Art and Faith: New Ways of Seeing
The Michaelhouse café in St Michael’s Church is the perfect setting for an exhibition that seeks to open up conversations about art and interfaith relations.

In preparation for Art and Faith: New Ways of Seeing five students of different faiths were brought together for a scriptural reasoning session in which they looked at Islamic, Jewish, Christian, Sikh and Buddhist scriptures, using their study to produce artwork on the theme of salvation.“It was a personal response,”that theology student Laura Kettle and her two co-curators said they were looking for from the students.“You’re not trying to say, ‘This is what my religion says.’”
One of the organisers, third-year theology student Laura Solomons, explained that the team behind the exhibition had wanted to take the scholarly process of scriptural reasoning and put it in to a more accessible form: “I think anyone who goes along to [scriptural reasoning sessions] is already quite engaged in their faith. One of the things we really wanted to do was try and find a way to […] make it approachable and personal”. Laura Kettle concurred: “That’s what we thought art could add because […] by looking at a piece of art you immediately have a response, and everyone can get something out of it.”

The textual foundation of the work produced is particularly evident in the pieces by the two professional Muslim artists Samir Malik and Siddiqa Juma who headline the exhibition. Indeed, they draw attention to this foundation in the exhibition guide where a comparison is made between the impressive patterning of rich colour and Arabic calligraphy in Juma’s work and the “ancient illuminated Qur’ans now proudly housed in museums around the world.” This description points to something that is at the heart of the exhibition – that while ancient relics sit untouched in museums, here the creation of and reaction to art is a way in which engagement with scripture can actively take place.
In addition to the student project, the ‘inter’ part of ‘interfaith’ can be found in Malik’s artwork, which, rather than just focusing on Islam, also incorporates the teachings of St. Teresa of Ávilia,the Japanese Buddhist poet Issa and theS panish poet Antonio Machado.
The curators were keen to emphasise that the exhibition does not stop with the art on the walls. Materials are available for everyone at the Michaelhouse café to express their own thoughts. There is going to be an open scriptural reasoning session and a calligraphy workshop, which will be run by Malik at Kettle’s Yard.

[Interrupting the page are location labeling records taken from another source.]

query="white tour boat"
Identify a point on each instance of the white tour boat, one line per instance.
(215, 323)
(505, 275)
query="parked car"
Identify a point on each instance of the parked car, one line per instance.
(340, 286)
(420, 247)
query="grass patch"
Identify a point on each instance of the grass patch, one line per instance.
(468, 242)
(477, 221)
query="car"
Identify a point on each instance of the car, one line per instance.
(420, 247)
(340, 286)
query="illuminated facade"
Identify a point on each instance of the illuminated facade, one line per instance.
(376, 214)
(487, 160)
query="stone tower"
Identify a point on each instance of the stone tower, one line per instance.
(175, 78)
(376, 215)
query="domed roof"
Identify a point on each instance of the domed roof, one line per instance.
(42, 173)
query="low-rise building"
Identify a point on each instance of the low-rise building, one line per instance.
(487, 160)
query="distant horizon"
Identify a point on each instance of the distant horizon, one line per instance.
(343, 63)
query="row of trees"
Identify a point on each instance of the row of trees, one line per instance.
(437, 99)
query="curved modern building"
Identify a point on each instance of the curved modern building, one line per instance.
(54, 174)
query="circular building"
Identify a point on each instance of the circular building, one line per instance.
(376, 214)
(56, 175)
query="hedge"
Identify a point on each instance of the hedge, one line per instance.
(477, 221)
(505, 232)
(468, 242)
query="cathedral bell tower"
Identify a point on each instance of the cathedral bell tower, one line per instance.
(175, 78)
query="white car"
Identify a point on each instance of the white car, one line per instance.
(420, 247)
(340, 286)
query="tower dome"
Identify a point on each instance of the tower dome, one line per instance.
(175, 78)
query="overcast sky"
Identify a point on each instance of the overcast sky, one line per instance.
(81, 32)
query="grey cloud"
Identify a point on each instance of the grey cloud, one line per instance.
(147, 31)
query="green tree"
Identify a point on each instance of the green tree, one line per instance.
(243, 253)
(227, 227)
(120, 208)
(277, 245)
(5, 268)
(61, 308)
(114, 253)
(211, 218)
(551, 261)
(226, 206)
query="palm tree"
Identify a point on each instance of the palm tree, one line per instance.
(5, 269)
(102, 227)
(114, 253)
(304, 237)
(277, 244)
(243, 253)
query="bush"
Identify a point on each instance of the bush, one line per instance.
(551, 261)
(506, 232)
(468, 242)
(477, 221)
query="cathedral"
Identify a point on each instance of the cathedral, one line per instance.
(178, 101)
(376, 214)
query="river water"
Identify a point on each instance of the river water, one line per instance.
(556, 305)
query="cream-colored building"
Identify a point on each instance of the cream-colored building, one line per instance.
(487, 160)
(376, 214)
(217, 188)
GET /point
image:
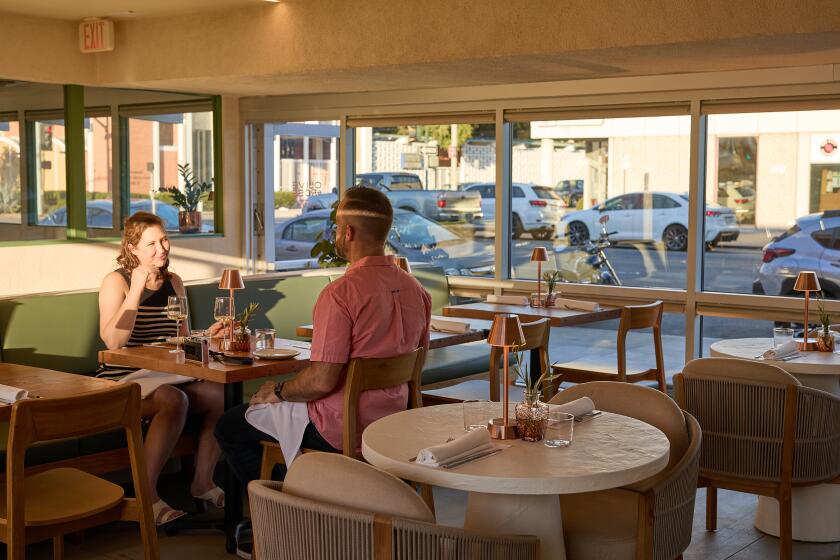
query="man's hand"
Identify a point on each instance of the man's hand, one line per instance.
(265, 395)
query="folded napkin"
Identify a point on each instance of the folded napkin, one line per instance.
(576, 305)
(9, 394)
(443, 324)
(785, 350)
(472, 442)
(576, 408)
(510, 300)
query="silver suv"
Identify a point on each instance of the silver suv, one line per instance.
(813, 243)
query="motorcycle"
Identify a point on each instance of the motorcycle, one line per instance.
(588, 263)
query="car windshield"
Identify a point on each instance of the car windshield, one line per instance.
(414, 231)
(547, 192)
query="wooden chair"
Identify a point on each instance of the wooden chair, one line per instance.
(633, 317)
(59, 501)
(651, 519)
(332, 507)
(536, 339)
(764, 433)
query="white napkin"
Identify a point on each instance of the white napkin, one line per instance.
(444, 324)
(787, 349)
(472, 442)
(510, 300)
(577, 407)
(9, 394)
(284, 421)
(576, 305)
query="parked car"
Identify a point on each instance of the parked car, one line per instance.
(649, 217)
(812, 243)
(405, 191)
(535, 209)
(412, 236)
(100, 214)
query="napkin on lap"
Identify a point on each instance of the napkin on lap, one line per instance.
(510, 300)
(576, 305)
(577, 407)
(443, 324)
(9, 394)
(472, 442)
(787, 349)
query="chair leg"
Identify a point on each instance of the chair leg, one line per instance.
(711, 508)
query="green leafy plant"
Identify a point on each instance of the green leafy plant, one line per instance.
(188, 198)
(324, 248)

It is important for the organisers that the exhibition is non-exclusive and able to connect with people who are not of a particular faith. The girls spoke about the influence of the Rothko Chapel in Houston, Texas on their project. The eight walls of the chapel are filled with huge paintings by American artist Mark Rothko,whose art is able to provoke a sense of the spiritual, even though he himself didn ot have any religious beliefs. Laura Solomons said that people would “whisper” as they walked past his work. She and her colleagues are thinking about including an atheist or agnostic artist when the process is repeated in St John’s Church, Waterloo and the Old Naval College Chapel, Greenwich for the Olympics.
The current exhibition takes full advantage of the space offered by the Michaelhouse: the mezzanine floor beneath the gothic arches of the 14th century parish church allows the art to be viewed from a number of different places. And with the multiple views that already come from the different scriptures and different faiths one finds one really has been given “New Ways of Seeing”.